Lors de sa 70e Assemblée générale qui se tenait cette année à Tbilissi, en Géorgie, fin octobre, l’AMM a réitéré son opposition à l’euthanasie et au suicide assisté. Ces pratiques violent « les principes d’éthique médicale » affirme la déclaration qu’elle a publiée le 28 octobre 2019 (en lien ci-dessous). Pour le Dr Frank Ulrich Montgomery, Président de l'AMM : « Ayant tenu des conférences consultatives impliquant tous les continents du monde, nous pensons que cette formulation révisée est en accord avec les points de vue de la plupart des médecins du monde ».

En effet, ce texte confirme et précise de précédentes résolutions de l’AMM. Grâce à l’expérience et à la réflexion de médecins du monde entier et de ceux qui les assistent auprès des personnes en fin de vie, et tenant compte de l’évolution des législations, l’AMM définit plus clairement son opposition à l’euthanasie et au suicide assisté. Pour les médecins qu’elle regroupe, fidèles au serment d’Hippocrate, la mission première des professionnels de santé est de respecter la vie humaine.

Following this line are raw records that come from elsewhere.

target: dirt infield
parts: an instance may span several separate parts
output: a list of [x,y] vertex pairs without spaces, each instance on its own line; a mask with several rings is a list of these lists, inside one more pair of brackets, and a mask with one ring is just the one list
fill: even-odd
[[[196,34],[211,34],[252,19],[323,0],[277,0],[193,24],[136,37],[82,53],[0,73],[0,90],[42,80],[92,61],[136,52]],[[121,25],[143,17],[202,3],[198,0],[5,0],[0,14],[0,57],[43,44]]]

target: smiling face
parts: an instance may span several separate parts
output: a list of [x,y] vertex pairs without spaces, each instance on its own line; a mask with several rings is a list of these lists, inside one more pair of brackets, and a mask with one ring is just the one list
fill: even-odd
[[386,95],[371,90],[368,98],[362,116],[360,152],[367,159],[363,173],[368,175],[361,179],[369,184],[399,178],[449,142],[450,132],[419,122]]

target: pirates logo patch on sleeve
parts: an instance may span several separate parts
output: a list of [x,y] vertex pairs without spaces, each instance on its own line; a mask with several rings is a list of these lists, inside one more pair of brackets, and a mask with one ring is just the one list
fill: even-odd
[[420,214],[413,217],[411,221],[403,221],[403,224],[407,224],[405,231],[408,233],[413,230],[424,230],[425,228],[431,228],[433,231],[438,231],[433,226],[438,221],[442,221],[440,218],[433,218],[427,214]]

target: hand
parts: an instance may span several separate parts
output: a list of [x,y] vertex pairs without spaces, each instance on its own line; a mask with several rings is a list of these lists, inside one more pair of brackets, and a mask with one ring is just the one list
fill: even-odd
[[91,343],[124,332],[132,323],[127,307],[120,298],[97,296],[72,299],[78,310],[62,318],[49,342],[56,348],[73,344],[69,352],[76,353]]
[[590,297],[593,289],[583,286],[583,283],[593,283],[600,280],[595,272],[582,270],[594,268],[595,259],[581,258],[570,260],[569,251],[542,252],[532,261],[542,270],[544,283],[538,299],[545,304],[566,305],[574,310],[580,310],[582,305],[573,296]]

Dans cette nouvelle déclaration, l’AMM reconnaît la légitimité de l’objection de conscience des médecins qui refusent de pratiquer des actes d’euthanasie et de suicide assisté dans les pays qui ont légalisé ces pratiques. Pour l’AMM, « aucun médecin ne devrait être forcé de participer à une euthanasie ou à un suicide assisté, ni à prendre des décisions de renvoi à cette fin ». Cette déclaration prend tout son poids, à l'heure où la liberté de conscience des médecins est menacée dans plusieurs pays, comme en Belgique : la commission parlementaire belge de la santé a récemment voté en première lecture un amendement pour contraindre le médecin objecteur de conscience à participer activement à la recherche d'un autre médecin qui pratiquerait l’euthanasie, et à lui transmettre le dossier médical du patient.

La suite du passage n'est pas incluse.